ARBIL: Oil exports from Iraq’s autonomous Kurdistan region via the federal government have been slashed in the latest chapter of a long-running payments row, a spokesman said yesterday.
Kurdistan government spokesman Safin Dizai said that foreign companies working in the region stopped their exports over 350bn Iraqi dinars (about $291.6m) he said they were owed by the federal government.
“We sent a letter to the government and we asked the government to pay, but they are refusing to pay,” Dizai said.
Exports of less than 5,000 barrels per day (b/d) are nonetheless still ongoing, he said — significantly down from over 100,000b/d in past months. “The companies will resume exporting oil when the government pays,” Dizai said.
Kurdistan halted oil exports to the federal government on April 1 over $1.5bn it said was owed to foreign oil companies in the region that Baghdad allegedly withheld, but announced in early August that they would be restarted.

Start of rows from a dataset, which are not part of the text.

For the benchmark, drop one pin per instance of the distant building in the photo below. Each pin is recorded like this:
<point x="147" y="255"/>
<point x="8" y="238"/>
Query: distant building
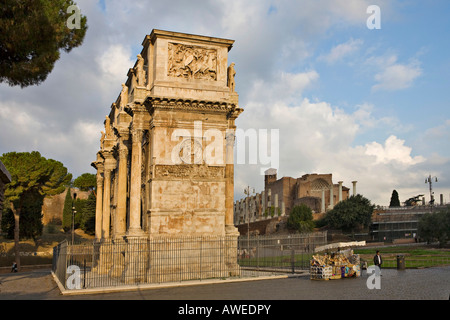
<point x="317" y="191"/>
<point x="399" y="223"/>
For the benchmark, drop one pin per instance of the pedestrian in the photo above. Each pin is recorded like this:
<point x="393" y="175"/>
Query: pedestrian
<point x="377" y="259"/>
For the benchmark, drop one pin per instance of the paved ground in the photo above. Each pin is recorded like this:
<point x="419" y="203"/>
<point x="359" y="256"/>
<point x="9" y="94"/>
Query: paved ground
<point x="411" y="284"/>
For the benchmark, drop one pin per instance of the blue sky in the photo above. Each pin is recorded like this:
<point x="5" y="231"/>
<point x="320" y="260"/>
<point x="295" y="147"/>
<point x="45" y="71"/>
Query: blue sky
<point x="366" y="105"/>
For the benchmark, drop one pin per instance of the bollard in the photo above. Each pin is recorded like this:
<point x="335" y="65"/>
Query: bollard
<point x="401" y="262"/>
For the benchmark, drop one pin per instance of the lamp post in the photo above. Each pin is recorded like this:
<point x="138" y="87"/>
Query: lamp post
<point x="73" y="216"/>
<point x="248" y="191"/>
<point x="429" y="180"/>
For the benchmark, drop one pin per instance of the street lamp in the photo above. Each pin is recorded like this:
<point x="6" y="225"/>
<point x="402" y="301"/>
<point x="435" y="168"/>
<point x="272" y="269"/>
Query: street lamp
<point x="248" y="191"/>
<point x="73" y="216"/>
<point x="429" y="180"/>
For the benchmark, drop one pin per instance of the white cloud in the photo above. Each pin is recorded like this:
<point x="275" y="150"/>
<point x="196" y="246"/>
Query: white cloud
<point x="394" y="149"/>
<point x="115" y="62"/>
<point x="341" y="51"/>
<point x="394" y="75"/>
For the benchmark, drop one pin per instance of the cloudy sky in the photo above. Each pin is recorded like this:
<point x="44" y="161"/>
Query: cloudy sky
<point x="371" y="105"/>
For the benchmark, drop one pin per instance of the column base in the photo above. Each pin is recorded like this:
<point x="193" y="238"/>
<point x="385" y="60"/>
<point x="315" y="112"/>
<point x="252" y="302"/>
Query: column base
<point x="135" y="232"/>
<point x="231" y="230"/>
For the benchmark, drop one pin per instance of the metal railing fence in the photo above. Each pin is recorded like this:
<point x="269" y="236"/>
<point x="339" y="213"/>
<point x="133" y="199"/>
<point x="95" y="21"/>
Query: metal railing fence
<point x="288" y="253"/>
<point x="122" y="262"/>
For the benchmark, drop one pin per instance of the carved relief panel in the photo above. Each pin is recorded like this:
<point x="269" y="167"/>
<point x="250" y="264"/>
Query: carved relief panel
<point x="192" y="62"/>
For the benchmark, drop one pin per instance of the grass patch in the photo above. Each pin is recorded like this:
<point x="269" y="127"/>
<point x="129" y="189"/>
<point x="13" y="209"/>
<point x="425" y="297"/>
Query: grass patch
<point x="415" y="256"/>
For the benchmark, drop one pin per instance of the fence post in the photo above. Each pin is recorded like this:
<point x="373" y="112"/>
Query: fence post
<point x="293" y="259"/>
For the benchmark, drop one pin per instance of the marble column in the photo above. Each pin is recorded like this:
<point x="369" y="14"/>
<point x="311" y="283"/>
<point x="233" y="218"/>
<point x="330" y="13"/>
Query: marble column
<point x="331" y="197"/>
<point x="229" y="182"/>
<point x="121" y="213"/>
<point x="322" y="209"/>
<point x="275" y="214"/>
<point x="354" y="187"/>
<point x="135" y="183"/>
<point x="263" y="204"/>
<point x="99" y="204"/>
<point x="106" y="204"/>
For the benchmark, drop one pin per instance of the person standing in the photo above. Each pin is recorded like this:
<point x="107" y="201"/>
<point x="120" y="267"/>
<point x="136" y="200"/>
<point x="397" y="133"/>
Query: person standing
<point x="377" y="259"/>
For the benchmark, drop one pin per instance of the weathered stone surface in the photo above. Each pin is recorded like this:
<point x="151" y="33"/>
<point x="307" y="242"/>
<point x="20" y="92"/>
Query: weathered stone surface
<point x="167" y="132"/>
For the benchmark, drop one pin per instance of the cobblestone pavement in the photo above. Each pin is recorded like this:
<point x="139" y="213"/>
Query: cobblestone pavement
<point x="411" y="284"/>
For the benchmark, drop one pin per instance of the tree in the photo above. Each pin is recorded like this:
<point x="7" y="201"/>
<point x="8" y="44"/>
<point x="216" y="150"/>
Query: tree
<point x="301" y="219"/>
<point x="414" y="200"/>
<point x="351" y="214"/>
<point x="33" y="33"/>
<point x="31" y="218"/>
<point x="395" y="202"/>
<point x="86" y="182"/>
<point x="88" y="218"/>
<point x="67" y="211"/>
<point x="31" y="174"/>
<point x="435" y="226"/>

The region reached a deal with Baghdad in mid-September under which it would export 140,000b/d for the rest of that month and 200,000b/d for the remainder of the year, and would meanwhile receive an “advance” of one trillion Iraqi dinars (about $833m). Faisal Abdullah, spokesman for Hussein Al Shahristani, Iraq’s deputy prime minister for energy affairs, said that the federal government had paid Kurdistan 650bn dinars (about $541.6m), and was awaiting records on payments to companies in the region to pay the remaining 350bn dinars.